January 29, 2016 | David F. Coppedge

Globular Clusters Give Astronomers Cluster Headaches

The old story is out, and nobody knows what the new story should be.

It can be amusing to watch a dogma unravel. Textbooks told students of high-school astronomy that globular clusters are among the oldest structures in the universe, made of old stars formed shortly after the big bang 10 to 13 billion years ago. “These well-studied systems were long thought to be simple and to host a single population of stars that all formed at the same time,” Nature says. Then, the Hubble Space Telescope took a look at them:

But in 2004, everything we knew about globular clusters changed radically. Using accurate Hubble Space Telescope photometry, astronomers detected not one, but multiple stellar populations in ω Centauri, one of the most massive globular clusters in the Milky Way. Subsequent studies (see ref. 4, for example) of other globular clusters confirmed that this was not an isolated finding but the discovery of a general feature that revolutionized our understanding of such objects. These stellar populations were shown to exhibit unique chemical properties that are not found in any other stellar environment. This means that these clusters are not simple at all, and have experienced more than one star-forming event during their lifetime.

The problem (Nature calls it “exciting news”) then became accounting for “young” stars in an “old” cluster.

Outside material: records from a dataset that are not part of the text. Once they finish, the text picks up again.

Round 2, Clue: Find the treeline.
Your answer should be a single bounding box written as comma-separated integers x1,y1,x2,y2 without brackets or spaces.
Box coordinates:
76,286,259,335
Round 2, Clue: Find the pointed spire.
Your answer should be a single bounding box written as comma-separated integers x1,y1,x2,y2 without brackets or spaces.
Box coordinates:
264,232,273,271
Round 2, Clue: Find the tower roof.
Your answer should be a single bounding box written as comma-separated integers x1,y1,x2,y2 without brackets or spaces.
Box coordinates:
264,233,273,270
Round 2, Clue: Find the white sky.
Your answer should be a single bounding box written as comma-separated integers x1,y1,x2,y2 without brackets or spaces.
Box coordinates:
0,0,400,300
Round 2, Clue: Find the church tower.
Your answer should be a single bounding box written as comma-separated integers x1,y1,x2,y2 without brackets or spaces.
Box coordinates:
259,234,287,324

The article discusses several theories that were proposed to explain the so-called “blue stragglers” (young stars that shouldn’t be there because they burn out too fast). “However, most of these theories suffer from major issues” (10/05/03, 7/12/08, 12/19/12). So what is the status, 12 years later? “The consensus in the community is that we urgently need alternative, innovative ideas to overcome the impasse.

A newcomer named Chengyuan Li has a new idea. He studied some relatively young globulars in the Magellanic Cloud he thinks are 1 or 2  billion years old. He suggests “a late burst of star formation that occurred a few hundred million (up to one billion, within the errors) years after the clusters’ initial formation epoch.” Li’s team published their idea in the same issue of Nature.

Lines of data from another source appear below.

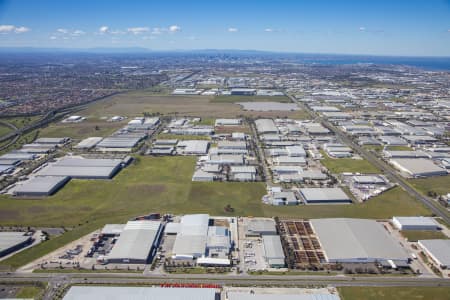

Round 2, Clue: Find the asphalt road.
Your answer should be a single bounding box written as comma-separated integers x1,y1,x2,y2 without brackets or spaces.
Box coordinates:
0,273,450,299
289,96,450,225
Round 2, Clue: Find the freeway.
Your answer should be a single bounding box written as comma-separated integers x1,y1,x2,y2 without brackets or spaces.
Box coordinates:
289,96,450,225
0,273,450,299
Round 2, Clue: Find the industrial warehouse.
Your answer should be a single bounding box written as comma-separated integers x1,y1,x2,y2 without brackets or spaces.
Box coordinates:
64,286,219,300
300,188,352,204
311,219,409,266
37,156,123,179
63,284,340,300
0,231,33,257
8,156,129,197
106,220,163,264
13,176,70,197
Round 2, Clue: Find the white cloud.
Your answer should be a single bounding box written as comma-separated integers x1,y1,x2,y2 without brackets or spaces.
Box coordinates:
71,30,86,36
0,25,31,34
169,25,181,32
98,26,109,34
14,26,30,33
0,25,16,33
151,27,164,35
128,27,150,34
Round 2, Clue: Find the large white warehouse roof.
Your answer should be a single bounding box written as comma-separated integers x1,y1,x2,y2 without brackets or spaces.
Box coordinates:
311,218,408,262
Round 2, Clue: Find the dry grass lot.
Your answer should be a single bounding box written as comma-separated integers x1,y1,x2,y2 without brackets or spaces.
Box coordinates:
81,91,307,118
39,118,127,140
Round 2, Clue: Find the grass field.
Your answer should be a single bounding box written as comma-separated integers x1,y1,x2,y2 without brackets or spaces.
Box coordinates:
401,230,448,242
386,146,412,151
0,156,429,225
210,95,292,103
320,151,380,174
80,90,307,118
338,287,450,300
0,116,41,128
156,133,211,140
409,175,450,195
39,118,127,140
0,156,429,268
16,286,44,299
0,124,12,137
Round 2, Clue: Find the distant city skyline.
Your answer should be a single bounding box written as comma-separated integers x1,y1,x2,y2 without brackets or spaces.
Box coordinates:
0,0,450,56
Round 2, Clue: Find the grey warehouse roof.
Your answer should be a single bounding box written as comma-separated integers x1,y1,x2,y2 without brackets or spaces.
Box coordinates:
14,176,70,196
255,119,278,133
237,102,299,111
64,286,216,300
38,157,122,179
0,232,30,252
228,292,341,300
108,221,161,261
419,240,450,266
300,188,351,202
311,218,408,261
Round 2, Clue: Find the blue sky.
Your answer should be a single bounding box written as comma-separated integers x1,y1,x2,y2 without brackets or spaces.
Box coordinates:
0,0,450,56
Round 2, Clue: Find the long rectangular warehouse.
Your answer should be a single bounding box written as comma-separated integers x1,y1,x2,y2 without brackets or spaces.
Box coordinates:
255,119,278,134
107,220,163,264
64,286,219,300
172,214,209,259
38,157,122,179
0,231,33,257
390,158,448,177
13,176,70,197
300,188,352,204
311,218,409,263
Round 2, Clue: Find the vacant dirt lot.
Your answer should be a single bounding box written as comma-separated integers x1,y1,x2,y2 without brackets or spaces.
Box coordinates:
81,91,305,118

But is that ad hoc? Why would a cluster 13 billion years old under go a “late burst” in the last half or quarter of its existence? “It is a plausible working hypothesis, but not a consensus view,” the article says. For one thing, “The link between young and old clusters has yet to be fully established.” To try to be charitable to this newcomer, Nature ups the perhapsimaybecouldness index and hopes for futureware:

Nevertheless, the findings present an innovative approach that deserves further attention. It will certainly advance the ongoing debate, as well as trigger original thoughts, future observations and corresponding interpretations. And it could lead to a final, robust explanation in the not too distant future — an example of how scientific debate works at its best.

Meanwhile, Charles Q. Choi at Space.com is delighted at the imaginary light on the cave wall. “This finding could help shed light on how the building blocks of galaxies evolve,” he says, calling on his favorite Darwin vocabulary. He quotes Li:

Traditionally, scientists did not expect that a young star cluster can form additional stars after its initial formation,” Li said. “Our finding indicates that the evolution of a star cluster is much more complicated than what we thought — there must be frequent interactions between star clusters and their environment.”

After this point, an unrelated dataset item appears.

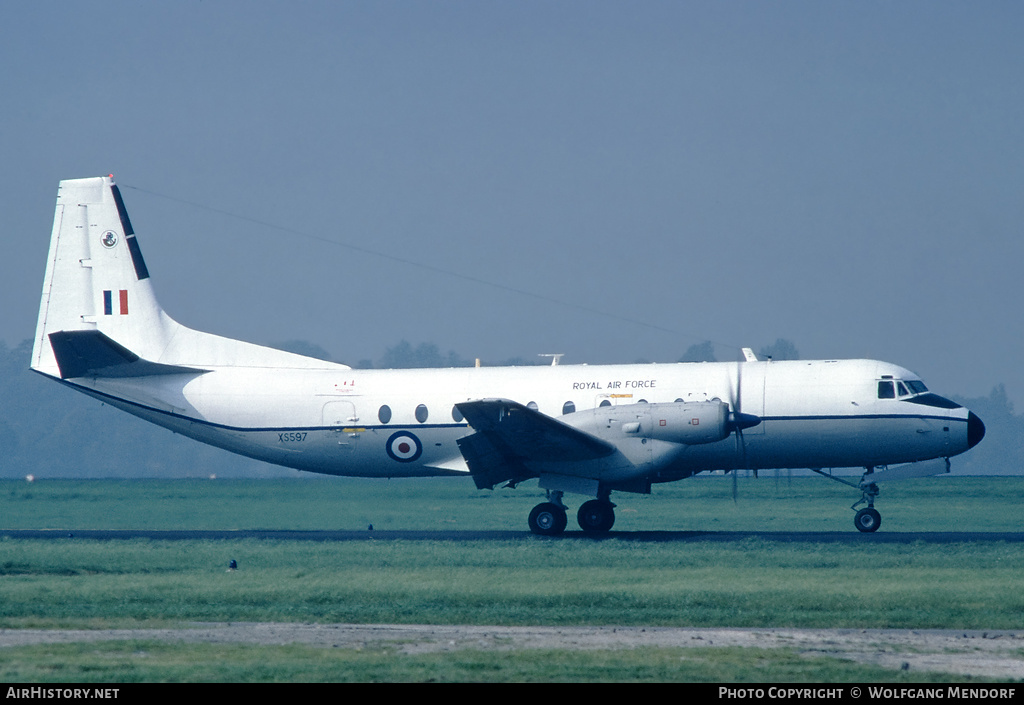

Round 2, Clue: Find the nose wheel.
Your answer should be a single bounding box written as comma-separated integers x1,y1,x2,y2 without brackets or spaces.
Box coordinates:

From there, Choi plugs Nature‘s appeal to futureware.

If you’re an evolutionary materialist, you have to get used to discovering, repeatedly, that everything you know is wrong. To many of them, that’s “exciting news.” Obviously. It keeps them employed.

To help our dumbfounded opponents, we offer a “bold, innovative idea to overcome the impasse.” In the beginning, God created the heavens and the Earth…. He made the stars also.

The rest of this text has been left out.